Boutis Kathy, Howard Andrew, Constantine Erika, Cuomo Anna, Narayanan Unni
From the *Division of Emergency Medicine, Department of Pediatrics, and †Division of Orthopedic Surgery, the Hospital for Sick Children, University of Toronto, Toronto, Ontario, Canada; ‡Departments of Emergency Medicine and Pediatrics, Section of Pediatric Emergency Medicine, Alpert Medical School of Brown University, Rhode Island Hospital/Hasbro Children's Hospital, Providence, RI; and §Department of Orthopedic Surgery, Shriners Hospital for Children (Los Angeles), University of California Los Angeles, Los Angeles, CA.
Pediatr Emerg Care. 2014 Jul;30(7):462-8. doi: 10.1097/PEC.0000000000000162.
Randomized trials have shown that removable immobilization devices are at least as good as circumferential casts for the management of common specific types of pediatric wrist and ankle fractures. Our main objective was to determine the proportion of emergency physicians who prescribe removable devices for distal radius buckle fractures and/or nondisplaced distal fibular Salter-Harris I fractures. We also examined follow-up referral patterns for these injuries.
This was an online survey of members of 2 national emergency physician associations in Canada: Pediatric Emergency Research Canada and the Canadian Association of Emergency Physicians.
Of the 849 eligible participants, 447 responded to the survey, yielding an aggregate response rate of 52.7%. Organization-specific response rates were 169 (70.4%) of 240 for the Pediatric Emergency Research Canada and 278 (45.6%) of 609 for the Canadian Association of Emergency Physicians. Overall, 263 of 416 (63.2%; 95% confidence interval [CI], 58.6-67.8) of emergency physicians treat buckle fractures of the distal radius with a removable splint and refer 212 of 398 (53.3%; 95% CI, 48.4-58.2) of these injuries to the primary care physician for follow-up. For Salter-Harris I fractures of the distal fibula, emergency physicians treat 201 of 416 (48.3%; 95% CI, 43.5-53.1) with a removable ankle support and refer 94 of 398 (23.6%; 95% CI, 19.4-27.8) to the primary care physician for follow-up.

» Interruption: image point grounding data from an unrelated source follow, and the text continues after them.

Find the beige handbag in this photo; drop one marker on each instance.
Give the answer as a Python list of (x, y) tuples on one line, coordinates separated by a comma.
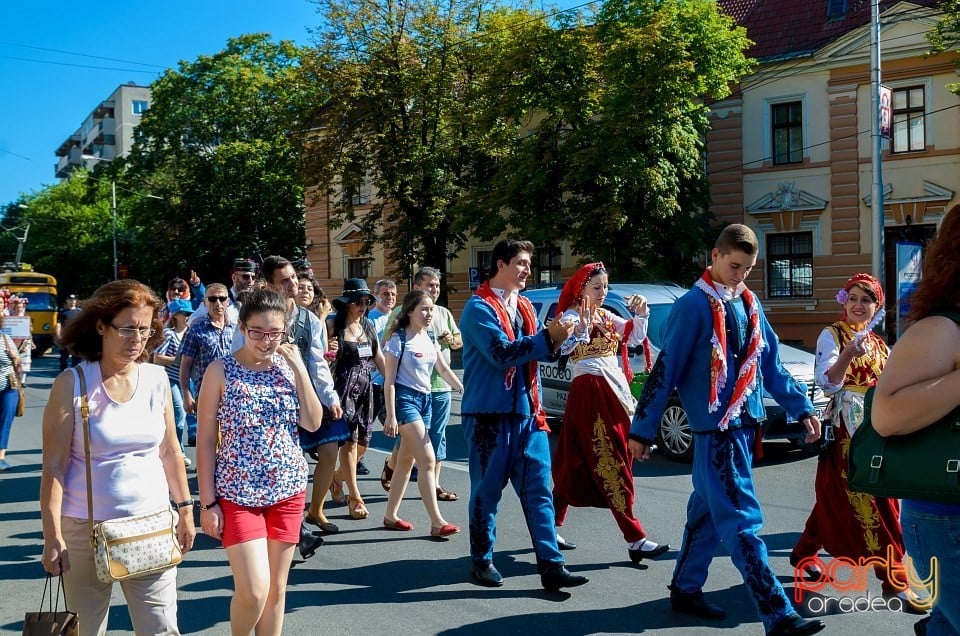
[(129, 546)]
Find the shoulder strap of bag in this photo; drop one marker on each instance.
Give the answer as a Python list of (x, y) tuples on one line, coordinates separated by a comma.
[(301, 335), (952, 315), (85, 416)]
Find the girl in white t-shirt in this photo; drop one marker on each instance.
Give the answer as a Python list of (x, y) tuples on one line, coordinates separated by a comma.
[(410, 354)]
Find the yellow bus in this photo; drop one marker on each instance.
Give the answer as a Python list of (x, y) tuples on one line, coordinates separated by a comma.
[(41, 292)]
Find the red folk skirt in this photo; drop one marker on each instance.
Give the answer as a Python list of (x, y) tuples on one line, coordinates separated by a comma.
[(592, 466)]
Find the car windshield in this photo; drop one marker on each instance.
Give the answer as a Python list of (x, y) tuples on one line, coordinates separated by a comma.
[(659, 314), (39, 301)]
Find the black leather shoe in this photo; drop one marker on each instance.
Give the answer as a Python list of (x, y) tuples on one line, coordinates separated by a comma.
[(640, 554), (695, 605), (795, 625), (486, 575), (553, 576), (309, 542)]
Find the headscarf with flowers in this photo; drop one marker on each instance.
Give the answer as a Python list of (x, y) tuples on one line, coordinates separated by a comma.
[(864, 281)]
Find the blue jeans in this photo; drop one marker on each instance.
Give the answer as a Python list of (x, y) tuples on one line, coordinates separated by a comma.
[(507, 448), (179, 415), (8, 408), (724, 507), (927, 535), (439, 418)]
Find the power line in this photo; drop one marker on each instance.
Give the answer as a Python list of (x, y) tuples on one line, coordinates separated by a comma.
[(96, 57), (99, 68)]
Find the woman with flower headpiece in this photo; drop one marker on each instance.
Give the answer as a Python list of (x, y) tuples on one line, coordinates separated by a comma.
[(592, 466), (850, 358)]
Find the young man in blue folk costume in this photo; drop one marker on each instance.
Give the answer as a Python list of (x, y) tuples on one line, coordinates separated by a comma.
[(720, 353), (503, 422)]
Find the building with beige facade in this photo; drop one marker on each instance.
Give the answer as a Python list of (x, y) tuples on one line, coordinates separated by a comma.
[(107, 132), (790, 155)]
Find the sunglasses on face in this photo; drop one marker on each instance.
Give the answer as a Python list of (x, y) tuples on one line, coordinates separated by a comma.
[(269, 336), (129, 333)]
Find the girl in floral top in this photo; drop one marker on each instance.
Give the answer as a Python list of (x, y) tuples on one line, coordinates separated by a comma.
[(251, 473)]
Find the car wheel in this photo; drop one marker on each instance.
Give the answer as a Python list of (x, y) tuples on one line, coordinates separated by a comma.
[(674, 436)]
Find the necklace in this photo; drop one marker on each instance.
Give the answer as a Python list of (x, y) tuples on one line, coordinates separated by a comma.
[(355, 331)]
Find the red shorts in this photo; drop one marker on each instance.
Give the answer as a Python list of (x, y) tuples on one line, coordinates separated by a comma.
[(279, 522)]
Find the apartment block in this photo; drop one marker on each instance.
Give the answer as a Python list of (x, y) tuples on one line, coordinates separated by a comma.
[(107, 132)]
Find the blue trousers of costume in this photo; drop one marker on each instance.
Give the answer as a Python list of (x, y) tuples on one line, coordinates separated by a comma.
[(724, 507), (509, 448), (8, 409), (936, 534)]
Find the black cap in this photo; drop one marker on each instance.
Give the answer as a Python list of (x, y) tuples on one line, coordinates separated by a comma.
[(244, 265)]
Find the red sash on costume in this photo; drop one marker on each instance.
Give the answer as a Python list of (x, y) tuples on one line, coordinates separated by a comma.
[(529, 325), (747, 374)]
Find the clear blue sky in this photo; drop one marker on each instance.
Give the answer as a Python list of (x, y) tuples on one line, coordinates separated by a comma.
[(46, 94)]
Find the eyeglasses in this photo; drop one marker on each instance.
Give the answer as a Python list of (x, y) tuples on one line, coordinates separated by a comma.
[(269, 336), (133, 332)]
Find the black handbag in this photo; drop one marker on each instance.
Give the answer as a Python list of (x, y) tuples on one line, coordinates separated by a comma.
[(52, 621), (922, 465)]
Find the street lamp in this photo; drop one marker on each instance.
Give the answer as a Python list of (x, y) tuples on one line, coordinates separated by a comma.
[(113, 210)]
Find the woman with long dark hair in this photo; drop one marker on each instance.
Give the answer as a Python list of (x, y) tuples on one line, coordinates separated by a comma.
[(919, 386), (358, 355)]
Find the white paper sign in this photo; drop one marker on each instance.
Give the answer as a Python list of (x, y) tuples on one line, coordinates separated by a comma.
[(16, 326)]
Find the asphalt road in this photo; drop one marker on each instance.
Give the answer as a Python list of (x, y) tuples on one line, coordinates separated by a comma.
[(369, 581)]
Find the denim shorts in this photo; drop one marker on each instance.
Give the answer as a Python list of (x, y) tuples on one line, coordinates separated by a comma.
[(412, 406)]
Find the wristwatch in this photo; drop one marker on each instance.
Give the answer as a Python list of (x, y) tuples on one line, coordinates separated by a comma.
[(213, 503)]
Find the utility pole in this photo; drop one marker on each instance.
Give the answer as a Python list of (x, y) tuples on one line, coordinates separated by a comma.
[(20, 243), (876, 198), (113, 208)]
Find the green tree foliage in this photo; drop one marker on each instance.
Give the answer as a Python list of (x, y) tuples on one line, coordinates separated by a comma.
[(397, 115), (946, 34), (610, 150), (71, 232), (219, 147)]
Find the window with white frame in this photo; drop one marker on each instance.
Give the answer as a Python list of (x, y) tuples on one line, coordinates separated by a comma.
[(787, 132), (909, 129), (547, 265), (358, 267), (789, 261)]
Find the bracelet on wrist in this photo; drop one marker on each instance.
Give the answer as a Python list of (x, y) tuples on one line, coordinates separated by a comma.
[(213, 503)]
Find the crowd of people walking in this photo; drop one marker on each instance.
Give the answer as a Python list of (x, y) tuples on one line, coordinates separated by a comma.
[(269, 371)]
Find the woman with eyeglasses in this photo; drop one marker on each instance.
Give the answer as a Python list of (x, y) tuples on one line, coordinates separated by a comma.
[(251, 473), (135, 460), (357, 357)]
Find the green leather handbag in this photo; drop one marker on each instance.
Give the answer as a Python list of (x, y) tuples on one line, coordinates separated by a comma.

At least 50% of the surveyed Canadian emergency physicians treat distal radius buckle fractures and/or Salter-Harris I fibular fractures with a removable immobilization device, and the primary care physician follow-up of these injuries occur with some regularity for both these injuries.
随机试验表明,对于常见的特定类型小儿手腕和脚踝骨折的治疗,可移除固定装置至少与环形石膏一样有效。我们的主要目的是确定为桡骨远端青枝骨折和/或无移位的腓骨远端Salter-Harris I型骨折开具可移除装置的急诊医生比例。我们还研究了这些损伤的后续转诊模式。

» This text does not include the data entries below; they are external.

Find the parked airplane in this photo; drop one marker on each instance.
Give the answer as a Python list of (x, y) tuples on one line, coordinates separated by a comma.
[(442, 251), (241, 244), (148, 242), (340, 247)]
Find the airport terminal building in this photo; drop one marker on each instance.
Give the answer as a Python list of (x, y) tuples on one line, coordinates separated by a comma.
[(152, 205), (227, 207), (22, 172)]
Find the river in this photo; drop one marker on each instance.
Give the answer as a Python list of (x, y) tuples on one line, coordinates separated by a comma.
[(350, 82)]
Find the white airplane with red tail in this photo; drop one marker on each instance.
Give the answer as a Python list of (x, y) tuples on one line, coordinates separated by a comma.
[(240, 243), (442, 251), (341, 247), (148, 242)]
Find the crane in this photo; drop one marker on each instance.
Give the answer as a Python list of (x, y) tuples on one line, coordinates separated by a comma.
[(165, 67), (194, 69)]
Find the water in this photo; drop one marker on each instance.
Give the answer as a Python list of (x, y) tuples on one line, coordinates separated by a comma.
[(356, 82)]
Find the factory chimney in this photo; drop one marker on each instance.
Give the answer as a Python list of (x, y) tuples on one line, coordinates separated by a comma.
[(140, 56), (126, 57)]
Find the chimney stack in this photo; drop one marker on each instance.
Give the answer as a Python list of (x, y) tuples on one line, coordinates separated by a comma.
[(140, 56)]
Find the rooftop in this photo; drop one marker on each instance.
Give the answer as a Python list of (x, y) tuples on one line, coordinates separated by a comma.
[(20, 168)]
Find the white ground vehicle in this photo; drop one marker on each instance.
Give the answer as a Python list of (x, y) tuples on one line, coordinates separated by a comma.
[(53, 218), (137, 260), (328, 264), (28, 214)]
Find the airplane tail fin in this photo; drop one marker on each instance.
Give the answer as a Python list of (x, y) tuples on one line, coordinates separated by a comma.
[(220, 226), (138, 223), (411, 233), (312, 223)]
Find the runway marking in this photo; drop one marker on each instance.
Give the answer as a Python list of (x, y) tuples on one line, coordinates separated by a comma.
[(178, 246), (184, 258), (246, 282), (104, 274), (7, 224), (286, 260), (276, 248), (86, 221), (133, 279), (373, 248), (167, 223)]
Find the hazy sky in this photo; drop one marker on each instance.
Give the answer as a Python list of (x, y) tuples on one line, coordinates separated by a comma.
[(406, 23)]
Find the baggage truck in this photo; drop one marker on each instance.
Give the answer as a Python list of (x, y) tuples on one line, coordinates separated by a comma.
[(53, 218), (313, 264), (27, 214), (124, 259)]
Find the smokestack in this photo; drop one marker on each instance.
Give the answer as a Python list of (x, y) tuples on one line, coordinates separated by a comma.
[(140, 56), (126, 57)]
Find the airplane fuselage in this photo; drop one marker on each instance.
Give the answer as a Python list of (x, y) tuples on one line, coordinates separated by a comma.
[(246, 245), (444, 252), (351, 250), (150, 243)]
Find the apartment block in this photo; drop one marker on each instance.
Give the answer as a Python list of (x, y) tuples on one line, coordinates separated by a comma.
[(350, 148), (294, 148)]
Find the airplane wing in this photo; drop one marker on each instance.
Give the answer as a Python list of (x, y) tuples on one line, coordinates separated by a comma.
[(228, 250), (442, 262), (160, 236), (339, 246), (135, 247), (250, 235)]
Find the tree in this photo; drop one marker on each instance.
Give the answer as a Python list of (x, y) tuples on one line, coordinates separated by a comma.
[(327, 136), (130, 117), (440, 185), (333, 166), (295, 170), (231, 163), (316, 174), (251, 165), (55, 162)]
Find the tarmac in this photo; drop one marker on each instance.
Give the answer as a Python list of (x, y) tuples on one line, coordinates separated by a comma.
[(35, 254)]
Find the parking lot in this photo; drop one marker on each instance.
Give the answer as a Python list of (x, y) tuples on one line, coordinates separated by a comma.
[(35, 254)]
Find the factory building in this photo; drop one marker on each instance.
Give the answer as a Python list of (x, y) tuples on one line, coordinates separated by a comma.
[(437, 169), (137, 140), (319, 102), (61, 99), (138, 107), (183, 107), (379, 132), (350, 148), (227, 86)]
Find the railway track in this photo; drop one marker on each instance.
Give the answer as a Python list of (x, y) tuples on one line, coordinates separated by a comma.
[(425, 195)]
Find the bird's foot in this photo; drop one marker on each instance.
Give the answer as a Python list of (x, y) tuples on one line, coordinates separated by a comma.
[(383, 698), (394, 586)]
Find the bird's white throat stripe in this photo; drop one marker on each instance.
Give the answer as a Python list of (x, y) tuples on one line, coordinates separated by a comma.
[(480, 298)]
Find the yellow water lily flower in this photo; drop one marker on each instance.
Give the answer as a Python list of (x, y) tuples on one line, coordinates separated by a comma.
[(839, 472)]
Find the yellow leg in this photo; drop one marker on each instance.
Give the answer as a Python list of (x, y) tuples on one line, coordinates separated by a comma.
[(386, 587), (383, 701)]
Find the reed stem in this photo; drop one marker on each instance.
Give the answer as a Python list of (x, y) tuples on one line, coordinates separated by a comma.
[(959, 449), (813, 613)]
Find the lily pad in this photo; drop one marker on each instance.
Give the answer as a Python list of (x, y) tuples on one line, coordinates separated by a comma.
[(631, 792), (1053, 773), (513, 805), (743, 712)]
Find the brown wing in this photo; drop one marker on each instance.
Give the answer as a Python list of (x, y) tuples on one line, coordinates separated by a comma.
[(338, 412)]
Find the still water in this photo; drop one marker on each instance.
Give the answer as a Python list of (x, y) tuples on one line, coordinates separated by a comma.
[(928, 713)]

这是一项针对加拿大两个全国急诊医生协会成员的在线调查:加拿大儿科急诊研究协会和加拿大急诊医生协会。
在849名符合条件的参与者中,447人回复了调查,总回复率为52.7%。加拿大儿科急诊研究协会的组织特定回复率为240人中的169人(70.4%),加拿大急诊医生协会的组织特定回复率为609人中的278人(45.6%)。总体而言,416名急诊医生中有263人(63.2%;95%置信区间[CI],58.6-67.8)用可移除夹板治疗桡骨远端青枝骨折,并将其中398例损伤中的212例(53.3%;95%CI,48.4-58.2)转诊给初级保健医生进行随访。对于腓骨远端Salter-Harris I型骨折,急诊医生用可移除的脚踝支撑物治疗416例中的201例(48.3%;95%CI,43.5-53.1),并将398例中的94例(23.6%;95%CI,19.4-27.8)转诊给初级保健医生进行随访。
至少50%接受调查的加拿大急诊医生用可移除固定装置治疗桡骨远端青枝骨折和/或腓骨Salter-Harris I型骨折,并且对于这两种损伤,初级保健医生对这些损伤的随访都有一定的规律性。